Asia is undoubtedly the key export market for BC terminals because they are so close. A tanker leaving Prince Rupert will take just 11 days to arrive in Japan.
Compare that to a ship departing Louisiana’s Sabine Pass, through the Panama Canal, and arriving in Japan in just over 43 days — that’s a clear economic advantage.
The infrastructure in the Canadian province isn’t even built out yet, so it’ll likely be a few years after US LNG export operations are fully underway before the first LNG tanker sets sail from Prince Rupert.
That being said, the National Energy Board’s approvals officially kick off the deployment process, so construction will soon be underway.

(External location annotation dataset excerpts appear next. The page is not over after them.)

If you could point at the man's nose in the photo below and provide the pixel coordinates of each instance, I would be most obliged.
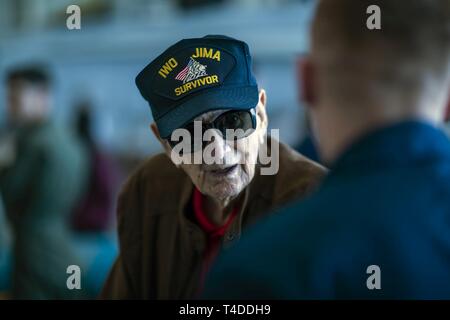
(218, 145)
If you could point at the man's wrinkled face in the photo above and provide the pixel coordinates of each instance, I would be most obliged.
(237, 159)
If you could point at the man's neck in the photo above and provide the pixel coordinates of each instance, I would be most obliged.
(218, 210)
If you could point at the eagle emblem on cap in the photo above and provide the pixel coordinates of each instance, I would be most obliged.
(192, 71)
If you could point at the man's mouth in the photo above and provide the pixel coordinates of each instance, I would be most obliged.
(223, 171)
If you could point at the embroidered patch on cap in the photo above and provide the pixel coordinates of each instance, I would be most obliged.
(192, 69)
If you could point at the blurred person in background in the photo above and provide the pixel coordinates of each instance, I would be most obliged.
(378, 227)
(40, 188)
(94, 211)
(174, 218)
(5, 254)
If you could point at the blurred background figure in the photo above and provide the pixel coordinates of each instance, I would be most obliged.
(94, 211)
(40, 188)
(5, 254)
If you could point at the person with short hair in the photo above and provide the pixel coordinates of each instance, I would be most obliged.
(378, 227)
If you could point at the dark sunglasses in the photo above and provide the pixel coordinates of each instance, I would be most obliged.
(242, 122)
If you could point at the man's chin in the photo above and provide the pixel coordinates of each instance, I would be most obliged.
(224, 190)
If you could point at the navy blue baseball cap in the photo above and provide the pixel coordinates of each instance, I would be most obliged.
(195, 76)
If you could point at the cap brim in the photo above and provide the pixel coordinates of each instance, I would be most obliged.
(237, 98)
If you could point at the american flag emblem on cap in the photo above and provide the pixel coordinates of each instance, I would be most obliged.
(192, 71)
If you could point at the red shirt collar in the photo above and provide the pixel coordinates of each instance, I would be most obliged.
(205, 223)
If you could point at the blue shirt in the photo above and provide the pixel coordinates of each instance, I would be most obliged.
(386, 203)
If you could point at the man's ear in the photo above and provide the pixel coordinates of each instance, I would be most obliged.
(307, 75)
(261, 109)
(164, 143)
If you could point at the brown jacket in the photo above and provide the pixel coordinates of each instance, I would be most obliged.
(161, 247)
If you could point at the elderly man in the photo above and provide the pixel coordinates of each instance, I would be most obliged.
(174, 214)
(379, 225)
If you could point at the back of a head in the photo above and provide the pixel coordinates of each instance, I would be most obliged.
(406, 61)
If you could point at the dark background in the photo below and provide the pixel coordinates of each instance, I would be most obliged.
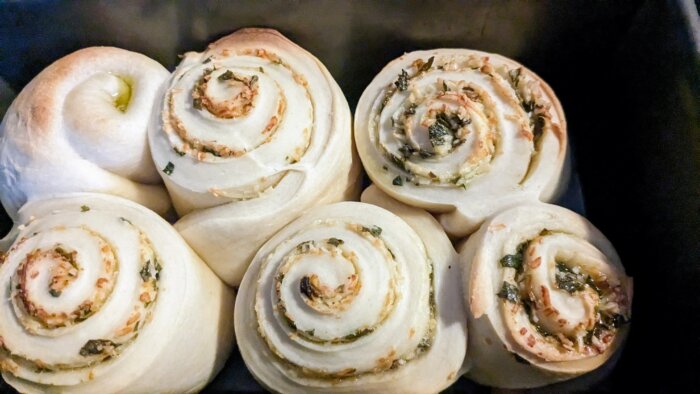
(627, 74)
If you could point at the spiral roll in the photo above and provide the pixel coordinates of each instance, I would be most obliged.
(353, 298)
(548, 297)
(251, 133)
(102, 295)
(81, 126)
(461, 133)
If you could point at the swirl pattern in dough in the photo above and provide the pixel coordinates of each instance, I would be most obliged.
(81, 126)
(548, 297)
(461, 133)
(251, 133)
(352, 298)
(102, 295)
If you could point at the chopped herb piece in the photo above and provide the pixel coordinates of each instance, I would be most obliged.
(591, 283)
(515, 76)
(158, 268)
(146, 271)
(427, 65)
(399, 162)
(226, 76)
(335, 241)
(425, 154)
(211, 151)
(424, 344)
(357, 334)
(512, 261)
(169, 168)
(304, 246)
(540, 122)
(402, 82)
(375, 230)
(472, 94)
(306, 288)
(509, 292)
(615, 320)
(97, 346)
(406, 150)
(411, 110)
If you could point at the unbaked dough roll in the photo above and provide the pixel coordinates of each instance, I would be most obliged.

One of the key components to BC’s LNG business is transporting gas from the province’s interior to the coastline.
The majority of BC’s natural gas is produced in the Peace River region in the northeast, which borders with Alberta.
The BC government estimates that the area contains over 50 Tcf of gas.
Current pipelines bring gas from Peace River all the way down central BC and to the Metro Vancouver region on the south coast for distribution.
But now, brand new pipelines will need to be built to transport supplies directly west to Prince Rupert and Kitimat.
And I’ve identified one midstream with blueprints already in hand can’t wait to start laying pipe down:
Top Pipeline Stock To Buy Today:
As I’ve alluded to in recent months, midstream companies are an excellent way to gain exposure into the growing natural gas industry.
Only this time, I’m not just seeing opportunities in US shale gas regions.
Pipeline giant Spectra Energy (NYSE:SE) is a leading North American natural gas infrastructure company with a market cap over $25 billion.
Though they have operations throughout the continent, they have a particularly strong focus in British Columbia.
In fact, they are the biggest midstream operator in BC…processing and transporting 60% of all the natural gas produced in the Canadian province.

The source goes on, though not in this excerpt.